Esas Hedef: Kendi Ayakları Üzerinde Duran Türkiye
Ekrem Kızıltaş, Medya Derneği Başkanı
“Demokrasiye balans ayarı” ya da “postmodern darbe” olarak adlandırılan 28 Şubat’ın esas hedefi ülkemizin kendi ayakları üzerinde durabilmesi yönünde atılan adımların geri dönülmez noktaya gelme ihtimalini ortadan kaldırmaktı. Dönemin iktidarınca Kamu Ortak Hesabı (Havuz) başta olmak üzere atılan adımlarla ekonomide sağlanan gelişmeler rantiye için ürkütücü idi. Türkiye’nin borçlanma ihtiyacının olmadığının ortaya çıkması, isteyebilecekleri son şeydi. Bu başarısız olacağı düşünülen bir zihniyetin sürekli iktidarda kalabilme ihtimaliydi de.

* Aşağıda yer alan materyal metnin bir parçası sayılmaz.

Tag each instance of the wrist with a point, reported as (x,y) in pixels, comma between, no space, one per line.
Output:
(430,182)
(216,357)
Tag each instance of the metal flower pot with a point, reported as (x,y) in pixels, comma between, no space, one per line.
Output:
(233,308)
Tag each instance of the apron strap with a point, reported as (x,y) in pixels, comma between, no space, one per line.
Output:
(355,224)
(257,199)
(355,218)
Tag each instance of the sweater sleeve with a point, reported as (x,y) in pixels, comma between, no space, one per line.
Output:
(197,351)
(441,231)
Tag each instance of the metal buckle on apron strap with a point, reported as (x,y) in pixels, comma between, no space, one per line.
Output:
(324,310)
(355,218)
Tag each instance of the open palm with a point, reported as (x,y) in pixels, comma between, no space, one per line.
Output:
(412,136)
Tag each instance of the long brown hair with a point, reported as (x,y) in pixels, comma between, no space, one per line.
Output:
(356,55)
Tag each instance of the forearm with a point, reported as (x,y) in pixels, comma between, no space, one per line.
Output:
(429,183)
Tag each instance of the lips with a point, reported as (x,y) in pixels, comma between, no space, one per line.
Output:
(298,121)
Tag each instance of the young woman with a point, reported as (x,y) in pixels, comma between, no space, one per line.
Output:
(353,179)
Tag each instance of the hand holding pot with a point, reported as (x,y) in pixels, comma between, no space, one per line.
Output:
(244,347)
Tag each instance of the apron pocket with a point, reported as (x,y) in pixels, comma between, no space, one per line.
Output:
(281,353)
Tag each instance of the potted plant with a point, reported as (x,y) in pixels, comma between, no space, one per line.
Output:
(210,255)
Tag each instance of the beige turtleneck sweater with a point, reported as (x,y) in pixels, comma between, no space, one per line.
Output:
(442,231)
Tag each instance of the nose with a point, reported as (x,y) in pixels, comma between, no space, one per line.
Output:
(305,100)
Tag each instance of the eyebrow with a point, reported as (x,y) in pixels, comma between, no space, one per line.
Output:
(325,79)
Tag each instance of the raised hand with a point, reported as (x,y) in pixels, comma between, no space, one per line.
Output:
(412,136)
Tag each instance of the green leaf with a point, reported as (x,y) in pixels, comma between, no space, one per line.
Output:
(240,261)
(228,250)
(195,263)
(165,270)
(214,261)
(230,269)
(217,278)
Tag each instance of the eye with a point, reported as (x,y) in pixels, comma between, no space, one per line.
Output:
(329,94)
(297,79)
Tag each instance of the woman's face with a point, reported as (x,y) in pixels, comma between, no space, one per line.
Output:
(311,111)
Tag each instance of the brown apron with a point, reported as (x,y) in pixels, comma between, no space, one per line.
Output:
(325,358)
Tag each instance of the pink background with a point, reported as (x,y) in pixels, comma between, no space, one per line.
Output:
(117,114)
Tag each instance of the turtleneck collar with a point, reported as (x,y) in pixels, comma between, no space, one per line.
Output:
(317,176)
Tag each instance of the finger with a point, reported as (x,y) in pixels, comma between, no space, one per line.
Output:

Uluslararası sistemi ciddi şekilde ürküten D8 ve diğer adımlar da devreye girince, öncelikleri varlıklarını borçlu oldukları mihraklar olanlar aldıkları talimatlarla harekete geçtiler. Asker, sermaye, medya, siyaset ve güya sivil toplum örgütlerinden oluşan bir güruh halkın iktidarını istifaya mecbur etti, milyonlarca insana inançları sebebiyle mağduriyet yaşattılar. Bugün ideolojik sebeplerin bahane, zenginlikleri yağmalanan ülkenin uluslararası sistemin uyumlu bir üyesi haline getirilmesinin ise esas amaç olduğunu görüyoruz.
Dönemin asker sorumluları ile ilgili dava süreci siyaset, medya, sermaye ve STK’ların da 28 Şubat’ta ciddi rolleri olduğunu gösteriyor. Ülkemizi ele geçirmek ya da en azından boyun eğdirmek için tertiplenen Gezi Parkı Şiddet Eylemleri, 17-25 Aralık ve 15 Temmuz, 28 Şubat zihniyetinin devamıdır. 28 Şubat’ın hesabı sorulursa “yapanın yanına kar kalmayacağı” anlaşılır ve benzer davranışlara girebilme ihtimali olanlar bir kez daha düşünürler… Sorulmazsa bu ülkenin kendi ayakları üzerinde durabilme kararlılığını baltalama niyetinde olanların tekrar harekete geçebilme ihtimali her daim baki kalır.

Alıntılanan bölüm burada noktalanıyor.